Just over a year ago, my mom moved to be closer to her sisters. She needed a change, and since she loves to travel, we knew that being far apart would be okay. She would fly in often and wouldn’t miss anything. For a while, it worked out great.

It’s just that when she left, we didn’t think about things like global pandemics.

It’s been a few months now since her last visit. When my daughter was born in whirlwind circumstances in early January, my mom flew in and kept our life running.
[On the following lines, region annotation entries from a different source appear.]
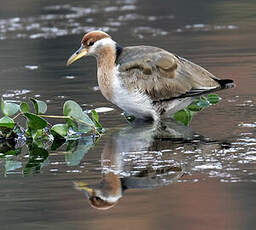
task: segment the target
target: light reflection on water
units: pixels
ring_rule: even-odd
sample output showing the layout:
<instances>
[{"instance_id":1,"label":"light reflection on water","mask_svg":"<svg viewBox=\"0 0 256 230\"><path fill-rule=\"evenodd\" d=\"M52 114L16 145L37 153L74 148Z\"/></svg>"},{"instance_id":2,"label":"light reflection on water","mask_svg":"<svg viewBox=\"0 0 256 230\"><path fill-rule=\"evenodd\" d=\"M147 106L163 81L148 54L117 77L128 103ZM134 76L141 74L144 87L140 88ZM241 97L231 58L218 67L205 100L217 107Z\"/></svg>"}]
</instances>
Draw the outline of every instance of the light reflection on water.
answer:
<instances>
[{"instance_id":1,"label":"light reflection on water","mask_svg":"<svg viewBox=\"0 0 256 230\"><path fill-rule=\"evenodd\" d=\"M38 97L48 101L53 114L61 114L63 101L73 99L87 111L104 108L101 123L116 128L95 147L90 139L75 143L73 153L64 145L31 159L27 147L3 154L10 149L4 146L3 229L109 229L114 224L125 228L127 222L134 229L255 226L255 4L152 2L44 1L37 13L17 16L11 10L0 18L0 93L5 99ZM234 79L237 88L220 92L222 101L195 116L191 129L163 132L180 134L182 141L155 138L152 127L131 128L101 96L95 60L64 67L82 34L100 28L122 45L156 45L185 56ZM191 135L195 139L188 141ZM24 175L29 160L38 162L34 166L40 170ZM73 184L96 189L109 172L124 193L115 208L98 213Z\"/></svg>"}]
</instances>

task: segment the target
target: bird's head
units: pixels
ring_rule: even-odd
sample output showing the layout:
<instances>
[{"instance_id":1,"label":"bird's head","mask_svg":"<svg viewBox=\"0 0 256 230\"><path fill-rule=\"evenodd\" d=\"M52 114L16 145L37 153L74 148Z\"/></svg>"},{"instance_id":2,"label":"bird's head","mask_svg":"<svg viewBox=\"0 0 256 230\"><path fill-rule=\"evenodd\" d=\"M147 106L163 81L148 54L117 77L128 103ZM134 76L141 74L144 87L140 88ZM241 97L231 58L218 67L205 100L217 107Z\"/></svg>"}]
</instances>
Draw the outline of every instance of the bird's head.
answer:
<instances>
[{"instance_id":1,"label":"bird's head","mask_svg":"<svg viewBox=\"0 0 256 230\"><path fill-rule=\"evenodd\" d=\"M110 35L102 31L91 31L85 34L81 41L81 47L68 59L67 66L84 56L99 56L102 47L113 45Z\"/></svg>"}]
</instances>

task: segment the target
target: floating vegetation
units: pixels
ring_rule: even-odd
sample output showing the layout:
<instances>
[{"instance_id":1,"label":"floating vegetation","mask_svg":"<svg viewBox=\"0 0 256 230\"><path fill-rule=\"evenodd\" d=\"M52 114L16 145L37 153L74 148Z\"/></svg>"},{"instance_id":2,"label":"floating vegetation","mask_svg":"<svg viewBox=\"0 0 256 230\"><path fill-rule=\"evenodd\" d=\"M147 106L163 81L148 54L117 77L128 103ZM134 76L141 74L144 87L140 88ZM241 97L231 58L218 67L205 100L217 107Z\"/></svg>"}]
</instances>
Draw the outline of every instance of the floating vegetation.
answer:
<instances>
[{"instance_id":1,"label":"floating vegetation","mask_svg":"<svg viewBox=\"0 0 256 230\"><path fill-rule=\"evenodd\" d=\"M182 109L174 114L174 119L186 126L192 121L192 117L199 111L207 108L211 105L215 105L220 101L220 97L217 94L208 94L207 96L201 96L193 101L187 108Z\"/></svg>"}]
</instances>

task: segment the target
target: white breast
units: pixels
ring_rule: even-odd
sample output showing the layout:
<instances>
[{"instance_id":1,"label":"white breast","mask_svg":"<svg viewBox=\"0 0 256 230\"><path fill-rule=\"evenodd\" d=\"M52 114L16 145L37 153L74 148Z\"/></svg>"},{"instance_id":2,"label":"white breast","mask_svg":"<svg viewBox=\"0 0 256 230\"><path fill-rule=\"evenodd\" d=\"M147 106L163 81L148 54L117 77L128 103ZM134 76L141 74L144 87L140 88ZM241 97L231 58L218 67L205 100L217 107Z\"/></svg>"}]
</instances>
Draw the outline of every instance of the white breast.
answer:
<instances>
[{"instance_id":1,"label":"white breast","mask_svg":"<svg viewBox=\"0 0 256 230\"><path fill-rule=\"evenodd\" d=\"M118 77L116 69L113 81L113 97L112 102L129 114L133 114L136 118L158 119L156 111L153 109L150 98L141 93L139 90L130 92L122 84Z\"/></svg>"}]
</instances>

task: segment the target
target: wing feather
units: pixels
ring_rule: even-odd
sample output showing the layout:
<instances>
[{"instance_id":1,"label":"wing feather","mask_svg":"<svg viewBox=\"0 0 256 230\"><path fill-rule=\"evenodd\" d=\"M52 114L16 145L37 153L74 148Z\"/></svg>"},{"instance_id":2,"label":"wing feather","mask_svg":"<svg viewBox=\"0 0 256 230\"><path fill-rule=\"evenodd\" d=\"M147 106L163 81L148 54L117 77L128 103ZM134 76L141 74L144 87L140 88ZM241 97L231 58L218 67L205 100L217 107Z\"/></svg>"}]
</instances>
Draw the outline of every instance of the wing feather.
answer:
<instances>
[{"instance_id":1,"label":"wing feather","mask_svg":"<svg viewBox=\"0 0 256 230\"><path fill-rule=\"evenodd\" d=\"M126 47L117 63L125 87L145 92L152 100L202 94L220 87L219 79L207 70L156 47Z\"/></svg>"}]
</instances>

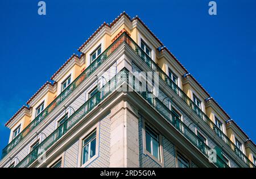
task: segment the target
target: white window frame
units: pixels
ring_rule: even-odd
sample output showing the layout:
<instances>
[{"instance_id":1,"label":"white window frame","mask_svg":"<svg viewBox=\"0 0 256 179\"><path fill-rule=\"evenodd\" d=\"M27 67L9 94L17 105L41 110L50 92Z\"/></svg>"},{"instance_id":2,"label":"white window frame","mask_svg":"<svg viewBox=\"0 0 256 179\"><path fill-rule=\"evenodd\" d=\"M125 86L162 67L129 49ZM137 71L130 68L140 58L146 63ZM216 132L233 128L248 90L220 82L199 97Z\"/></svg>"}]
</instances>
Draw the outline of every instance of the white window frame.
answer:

She kept my older kids fed and happy when my baby was readmitted to the hospital for jaundice. She got me through those weeks when sleep was non-existent, and my body was trying to return to normal after a c-section.

The day we took her to the airport to return home, everyone shed a few tears. Nobody was ready to see her go. But she promised she would be back soon. Before we said goodbye, she handed my oldest son a little paper calendar. She had marked every day until Easter, assuring my son she would be here before the Bunny.

Soon after she left, the novel coronavirus reached the United States, and that little calendar stopped being our beacon of hope. It became a sad reminder of what wouldn’t be this year. It’s not safe for her to travel here right now. Even though we are only a two-hour plane ride apart, we might as well be living on separate planets.

My mom didn’t get here before the Easter Bunny, and she won’t be coming for Mother’s Day, either.

Right now, we don’t know when we will see each other again, and that feeling is heavy and sad and hard.

Really, really hard.

Every fiber of my being wants to tell her to just skip the plane, hop in her car and drive here. Just pretend this pandemic isn’t happening, and get here however she can. I miss her. I want to wake up on Mother’s Day and see her sitting on my couch with a cup of coffee. She would be curled up in her big sweatshirt. Her drugstore readers would be perched over her prescription glasses, so she can see the crossword puzzle on her iPhone screen.

She should be here holding my baby, and snuggling with my boys. I can let go of the fancy brunches, the church services, and even the shopping trips that Mother’s Day usually brings.

But Mother’s Day without my mom feels absurd. In every single version of my perfect Mother’s Day, she is here.

This feeling of sadness is coupled with immeasurable gratitude. I know how lucky I am that my mom is alive and well, even if she is a thousand miles away. She lives in an area that has been hit much harder than mine, and every day that she is healthy, I am deeply thankful.

I pray for her safety and ours every day. But I believe that God helps those who help themselves. While I pray, I also stay home most of the time, don’t invite anyone to my home, wear a mask to the grocery store, stay at least six feet from anyone I encounter in public, wash my hands and keep them off my face.

I also encourage my mom to stay away because traveling isn’t what’s best for her or for us right now.

As much as we wish we could be together on the one day a year set aside for Moms, it would be selfish for us to plan a trip right now. We have to do our part, and we have to be smart.

Thus far, coronavirus has only been an inconvenience and an emotional burden for my family, and that is lucky. I am grateful. There are thousands of families who have lost someone they love to this virus very recently. I am not suggesting that my sadness in any way rivals theirs. Their grief is deeper than my disappointment.

They are why I am choosing to be without my mom on Mother’s Day. Those families are the reason my mom is choosing to be without her children and grandchildren, too. To honor their loss, we will do the only things we can do to make sure fewer families suffer as they have.

If we have to sacrifice our idea of a “perfect Mother’s Day” to do our part in bringing this virus to heel, it’s a small price to pay. We are more than willing to do it.

But it’s still Mother’s Day, and I really miss my mom. I can’t wait until we can be together again.